Even though that statement was seeping with irony, it could never have been uttered by an American immigration cop. The idea of fighting for any nation other than America would be inconceivable. America, after all, is not a place, it’s an idea, or rather the embodiment of a set of ideas – a number of ill defined concepts such as liberty, democracy, equality which become mantras for the American religion.

So if America is just a state of mind, what is Britain? And why have I chosen to live here? In asking this question, I wasn’t alone. As the demographics of Europe were transforming so were the various communities. And I was meeting people who, out of circumstance, had the same difficulties I did. It became clear that the search for national identity, which I thought I could easily do without, was a problem for most people uprooted for whatever reason from their native soil. I remember some years ago meeting a Chilean family who had been in England for almost a decade. They were political refugees with a clear understanding of their circumstances. They had left as temporary exiles waiting for the government to change so they could return. But when the government finally did change, they still couldn’t go back to where they once called home. For everything had changed – they had changed as well as their county. They had raised a family in exile and their children were no longer Chilean. And in many ways, neither were they.

We talked about this one evening at dinner and I told them how hard it would be for me to see myself as English no matter how long I lived here. I wasn’t sure what English was – but whatever it was, it wasn’t me. But they had gone past that years before. It was absurd to even try to think of yourself as English, they said. Even the English have a hard time with that notion. But there’s another construct I could try – that of being British - not British-English, but British-European. Look, they said, we have many friends in the same circumstance. Some live in France, some in Sweden, some in Germany. We all have the same problems of national identity. We are not French or Swedes or Germans. But more and more we have ceased to be Chileans. So what are we? What is there to replace that sense of nation? It’s the idea of Europe – not as a community of states but as a community of people. And as we live on an island shared with various peoples from various cultures and that island is collectively known as Britain, it’s not too difficult to see ourselves as British. We are Chilean British Europeans. Perhaps our children will see themselves as just British Europeans from a Chilean background. And perhaps their children will see themselves as just Europeans.

This concept of British European made sense to me. It established place, yet it was outward looking. And didn’t parts of Europe run through my blood? I was only second generation American but my ancestors had lived in Europe stretching back into the deep vistas of time. The truth is that the peoples of Europe have always been on the move for one reason or another. Overlords came and went. Sometimes the peasantry remained, sometimes they were forced to move on. But the question of ‘race’ in an anthropological sense as regards to present European nations, is ridiculous. The mix of peoples that make up France, Spain, Germany or England is as rich and diverse as anywhere on earth and always has been.

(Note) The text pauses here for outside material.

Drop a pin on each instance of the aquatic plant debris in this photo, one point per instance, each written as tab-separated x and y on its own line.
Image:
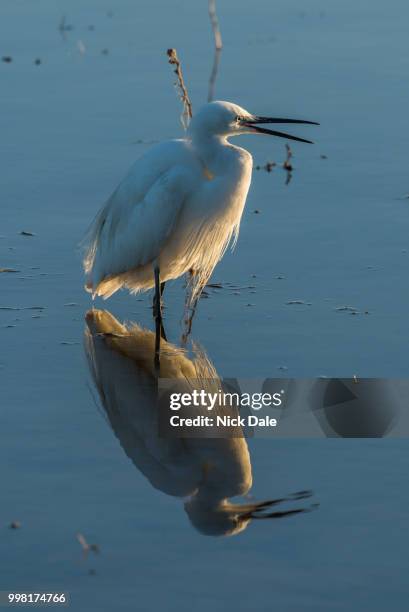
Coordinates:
187	112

It is true to say that Europe was defined more by religion than colour. Yet even that idea was constantly evolving. Portugal, Spain and Southern France had religious diversity and a tolerance unmatched in the modern world during their first millennium. And later the divisions within Christianity made the notion of a unified state absurd. What existed were power bases. And those loci of power only covered certain domains. The hinterlands of Europe were always rich in diversity – both religious and cultural.

Perhaps the New Europe, the one that I am now part of – as are my wife and children as well as a multitude of other immigrants who settled here from many different places and for many diverse reasons – can be a model for a more tolerant world, as America once was.